You can book your entry ticket in advance to this picturesque spa overlooking the St. Lawrence River. Easy cancellation for full refund if booked within 24 hours advance of experience. Also, easy upgrade to the luxurious premium thermal experience.
23. Hotel De Glace – Ice Hotel
Most people expect a lot of ice and snow when they visit Canada but they aren’t usually expecting ice hotels. If you visit Quebec City between January and March, you should expect to see (and maybe even stay) at the city’s only ice hotel. The hotel is made of pure ice and snow and in turn, that means that your room will be too.
Besides the suites of ice, there is also a chapel of ice and slides made of ice you can get childish with. For a little social hour while freezing in low temperatures you can visit the Hotel de Glace ice bar and get some super unique Canadian cocktails to thaw you out.
You don’t have to stay at the ice hotel to experience it, you can purchase a day pass to visit. There are ice skating trails, an ice slide, and even a snow tubing package you can add to your day trip.
24. Montmorency Falls
It’s 30 meters taller than Niagara Falls but gets less than half the visitors, Montmorency Falls is a bit of a local secret. It sits just a few minute’s drive outside of Quebec City near Beauport. They are part of the Montmorency Falls Park system and you can access them via steps from a number of entrances.
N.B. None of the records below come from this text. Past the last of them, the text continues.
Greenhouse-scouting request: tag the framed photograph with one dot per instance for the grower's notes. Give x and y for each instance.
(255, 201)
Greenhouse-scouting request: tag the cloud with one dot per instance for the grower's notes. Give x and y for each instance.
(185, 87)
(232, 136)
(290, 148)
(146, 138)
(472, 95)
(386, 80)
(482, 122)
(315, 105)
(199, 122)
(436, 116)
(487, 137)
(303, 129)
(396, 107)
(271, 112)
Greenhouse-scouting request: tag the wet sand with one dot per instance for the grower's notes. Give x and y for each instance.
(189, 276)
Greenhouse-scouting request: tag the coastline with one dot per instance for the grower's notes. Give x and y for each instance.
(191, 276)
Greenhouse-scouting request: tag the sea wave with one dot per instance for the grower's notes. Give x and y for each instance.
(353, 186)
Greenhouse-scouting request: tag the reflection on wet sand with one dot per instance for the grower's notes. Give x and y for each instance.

There is also a suspension bridge that gets you very close to the falls and lets you move from one side of the park to the other. Although people think it’s one falls, Montmorency Falls is actually made up of three separate falls.
25. Île D’Orléans
A visit to Île D’Orleans takes you to some of the most picturesque villages in Quebec. This large island makes for a great day trip from Québec City where you can enjoy the rural landscape. Artisans have set up shop here with plenty of things to see scattered throughout the island. Visit a vineyard or microbrewery and enjoy fine French cheese or a stop at a chocolate factory. Make sure to stop to take in the view of the lavender fields of the Grand Jardins.
26. Basílica Sainte Anne de Beaupré
Located 20 minutes outside the city centre is the historic pilgrimage site of Basílica Sainte Anne de Beaupré. Millions of visitors arrive annually to visit the shring oof Sainte Anne de Beaupré. Even if you aren’t visiting to see the shrine of the Grandmother of Jesus, it is worth visiting to see its stained glass windows, mosaics and works of art.
This highly rated tour takes you to Montmorency Falls, the Basilica of Sainte-Anne-de-Beaupré, and a tour of the Island of Orleans where you’ll discover rural Quebec with an experienced guide that also includes stops at an art studio, chocolate shop
Where to Stay in Old Québec
- Fairmont Chateau Frontenac – An iconic Canadian hotel that is a must visit when in Old Quebec. It is the most recognizable city in Quebec and one of Canada’s grandest historic hotels.
- Hotel du Vieux – This historic boutique hotel is located in the heart of Old Quebec and is a favourite amongst visitors to Quebec City. Check for Prices and Availability
- We have also stayed at the Hotel le Concorde overlooking Quebec City, the Plains, and the river. It was a great central location.
How to Get to Quebec City
The airport for Quebec City is the Jean Lesage international Airport located 16 km from downtown Quebec. Airport Code YQB. There are direct flights from major Canadian and US Cities cities to Quebec.
You can take a taxi or bus to downtown. The Bus is operated by RTC Quebec.
We have taken the train to Québec City and a great way to travel between Canadian cities. VIA Rail Canada has daily service between Toronto, Ottawa, Montréal, and Québec City.